Brendan MacLean responded:  2013-01-15
Hi Laura,
Sounds like PD produces MGF files with retention times but not source file information, and the daemon produces MGF files with neither. Unfortunate in both cases.

Returning to MSConvertGUI, I have attached a screen shot of the form, with an important setting highlighted. For the Peak Picking filter, you want to be sure to have Prefer Vendor checked. Otherwise, your MGF files may contain full profile MS/MS peaks, if your MS/MS were acquired in profile mode. Does that seem like it might explain why your MSConvertGUI generated MGF files might have more than 1000 peaks?

I am still looking ath the pepXML/mzXML case.

Brendan MacLean responded:  2013-01-16
Hi Laura,
I understand from your direct email to me that Mascot still complains about the number of peaks in the MGF files you are generating with MSConvertGUI, using the settings I posted. After further inspection, I have found that I missed a step: once you have the Peak Picking settings set up the way I showed, you actually need to click the Add button in MSConvertGUI to add the peak picking filter, before you do the conversion.

I have posted a new version of the PowerPoint slide showing how MSConvertGUI should be configured before you click the Start button.

Hope this will work for you. You will want the same settings for your mzXML file conversion.

I have a library builder that can import your pepXML and mzXML now, but in getting this to work, I was reminded that Proteome Discoverer writes out pepXML with broken modifications specified. See the end of this thread for details:

So, you will want to continue working on the MSConvertGUI conversion of your RAW file to an MGF with proper RT and source file information. See the attached PowerPoint slide for details.

Sorry this has taken so long. Thanks for your patience.

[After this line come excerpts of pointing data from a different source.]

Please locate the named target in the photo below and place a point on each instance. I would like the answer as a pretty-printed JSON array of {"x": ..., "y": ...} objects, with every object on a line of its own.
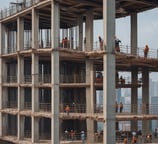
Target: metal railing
[
  {"x": 27, "y": 78},
  {"x": 149, "y": 109},
  {"x": 13, "y": 9},
  {"x": 44, "y": 78},
  {"x": 73, "y": 108},
  {"x": 27, "y": 133},
  {"x": 27, "y": 105},
  {"x": 153, "y": 53},
  {"x": 12, "y": 104},
  {"x": 44, "y": 136},
  {"x": 45, "y": 107},
  {"x": 11, "y": 79},
  {"x": 72, "y": 79},
  {"x": 12, "y": 132}
]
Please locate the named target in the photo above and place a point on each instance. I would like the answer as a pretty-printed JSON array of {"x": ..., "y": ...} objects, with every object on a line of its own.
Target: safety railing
[
  {"x": 27, "y": 105},
  {"x": 27, "y": 78},
  {"x": 11, "y": 79},
  {"x": 45, "y": 107},
  {"x": 17, "y": 7},
  {"x": 27, "y": 133},
  {"x": 44, "y": 78},
  {"x": 44, "y": 136},
  {"x": 128, "y": 109},
  {"x": 12, "y": 104},
  {"x": 12, "y": 132},
  {"x": 153, "y": 53},
  {"x": 73, "y": 108},
  {"x": 74, "y": 78}
]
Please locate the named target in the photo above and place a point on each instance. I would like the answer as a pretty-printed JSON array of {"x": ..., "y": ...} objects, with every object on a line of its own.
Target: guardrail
[{"x": 17, "y": 7}]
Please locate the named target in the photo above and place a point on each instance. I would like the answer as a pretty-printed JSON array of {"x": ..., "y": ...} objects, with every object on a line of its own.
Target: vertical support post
[
  {"x": 109, "y": 71},
  {"x": 55, "y": 73},
  {"x": 134, "y": 98},
  {"x": 90, "y": 100},
  {"x": 35, "y": 28},
  {"x": 80, "y": 23},
  {"x": 134, "y": 34},
  {"x": 20, "y": 33},
  {"x": 35, "y": 97},
  {"x": 89, "y": 30},
  {"x": 145, "y": 100}
]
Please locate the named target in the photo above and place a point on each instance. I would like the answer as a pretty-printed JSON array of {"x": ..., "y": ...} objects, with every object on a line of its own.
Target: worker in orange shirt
[
  {"x": 146, "y": 50},
  {"x": 67, "y": 109}
]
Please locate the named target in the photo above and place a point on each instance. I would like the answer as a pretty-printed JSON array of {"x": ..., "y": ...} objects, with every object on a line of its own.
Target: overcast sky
[{"x": 147, "y": 28}]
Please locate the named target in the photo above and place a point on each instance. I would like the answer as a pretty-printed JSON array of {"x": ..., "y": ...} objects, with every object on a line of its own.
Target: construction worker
[
  {"x": 125, "y": 141},
  {"x": 67, "y": 109},
  {"x": 116, "y": 105},
  {"x": 146, "y": 50},
  {"x": 100, "y": 42},
  {"x": 83, "y": 137},
  {"x": 117, "y": 46},
  {"x": 121, "y": 107}
]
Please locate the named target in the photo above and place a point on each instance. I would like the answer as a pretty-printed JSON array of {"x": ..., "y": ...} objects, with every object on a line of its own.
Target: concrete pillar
[
  {"x": 20, "y": 80},
  {"x": 2, "y": 40},
  {"x": 145, "y": 100},
  {"x": 80, "y": 24},
  {"x": 20, "y": 97},
  {"x": 20, "y": 127},
  {"x": 134, "y": 33},
  {"x": 134, "y": 98},
  {"x": 4, "y": 124},
  {"x": 20, "y": 34},
  {"x": 2, "y": 37},
  {"x": 89, "y": 30},
  {"x": 35, "y": 28},
  {"x": 109, "y": 72},
  {"x": 71, "y": 37},
  {"x": 35, "y": 129},
  {"x": 55, "y": 73},
  {"x": 90, "y": 100},
  {"x": 35, "y": 97},
  {"x": 4, "y": 89},
  {"x": 35, "y": 91}
]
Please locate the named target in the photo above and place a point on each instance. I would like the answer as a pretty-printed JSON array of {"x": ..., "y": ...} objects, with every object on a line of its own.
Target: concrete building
[{"x": 50, "y": 73}]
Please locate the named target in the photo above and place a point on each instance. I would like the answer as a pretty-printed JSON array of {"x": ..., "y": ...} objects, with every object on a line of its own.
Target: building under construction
[{"x": 51, "y": 71}]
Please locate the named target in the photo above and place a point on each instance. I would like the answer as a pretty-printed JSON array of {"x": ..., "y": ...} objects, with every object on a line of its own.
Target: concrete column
[
  {"x": 35, "y": 98},
  {"x": 20, "y": 127},
  {"x": 2, "y": 37},
  {"x": 35, "y": 95},
  {"x": 90, "y": 100},
  {"x": 35, "y": 28},
  {"x": 55, "y": 74},
  {"x": 145, "y": 100},
  {"x": 20, "y": 33},
  {"x": 20, "y": 97},
  {"x": 134, "y": 98},
  {"x": 80, "y": 24},
  {"x": 109, "y": 72},
  {"x": 4, "y": 89},
  {"x": 134, "y": 33},
  {"x": 4, "y": 124},
  {"x": 89, "y": 30},
  {"x": 71, "y": 38},
  {"x": 20, "y": 80},
  {"x": 2, "y": 45},
  {"x": 35, "y": 129}
]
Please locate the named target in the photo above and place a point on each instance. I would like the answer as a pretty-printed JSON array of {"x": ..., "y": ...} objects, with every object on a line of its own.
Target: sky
[{"x": 147, "y": 29}]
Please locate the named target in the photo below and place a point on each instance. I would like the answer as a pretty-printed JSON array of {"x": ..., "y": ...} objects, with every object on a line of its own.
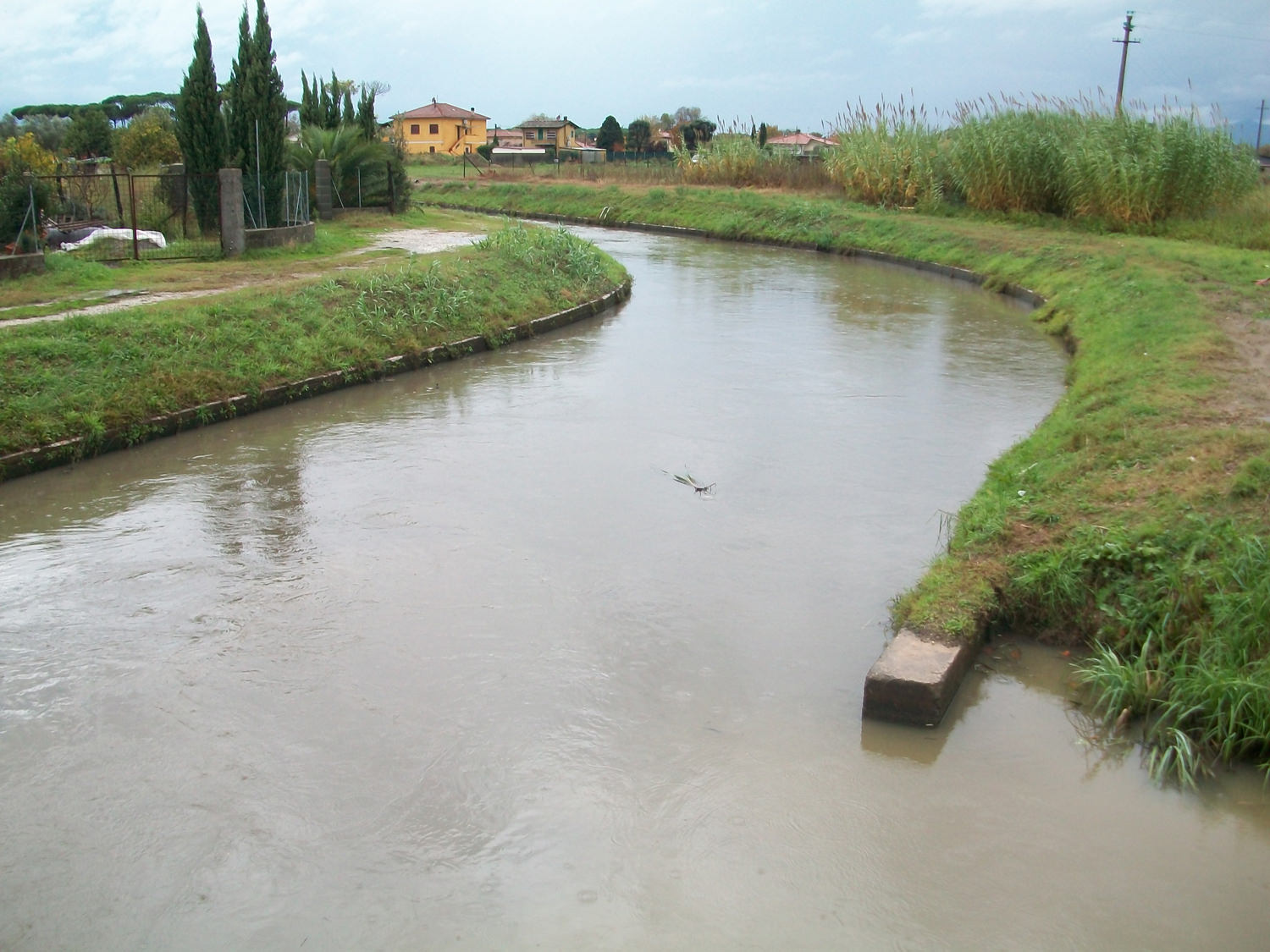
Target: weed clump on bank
[{"x": 1135, "y": 518}]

leedward responded:  2013-01-17

Thanks for the information. I guess I didn't know how to generate the mgf/mzXML files correctly using Proteowizard. It seems that I won't be able to use PD generated pep.xml files to create spectral libraries, based on the other thread you sent me a link to. That is too bad considering that the other workflow (using mgf files) requires me to re-search my data with Mascot (not a huge deal, but still would've been nice not to have to re-search the data).
I went ahead and regenerated the mgf file then searched it in Mascot. The error that I was getting before does not show up anymore. I then attempted to create a spectral library with the .dat file and was successful! The base name and retention times are displayed now. Thanks again for being patient and helping me set up a spectral library.

Brendan MacLean responded:  2013-01-17
Hi Laura,
As is usually the case when the same issue crops up over and over, we are starting to think of work-arounds that would allow us to create valid spectral libraries from the Proteome Discoverer pepXML, which does not follow the pepXML specification for its amino acid modifications. So, we may have a fix for that in the near future.

We are also going to increase the priority on our effort to make it possible to build spectral libraries directly from .msf files. Hopefully, we will be able to release that feature in the next month or two.

Thanks for your feedback, and your willingness to try a work-around until we can make support for your preferred workflow more seamless.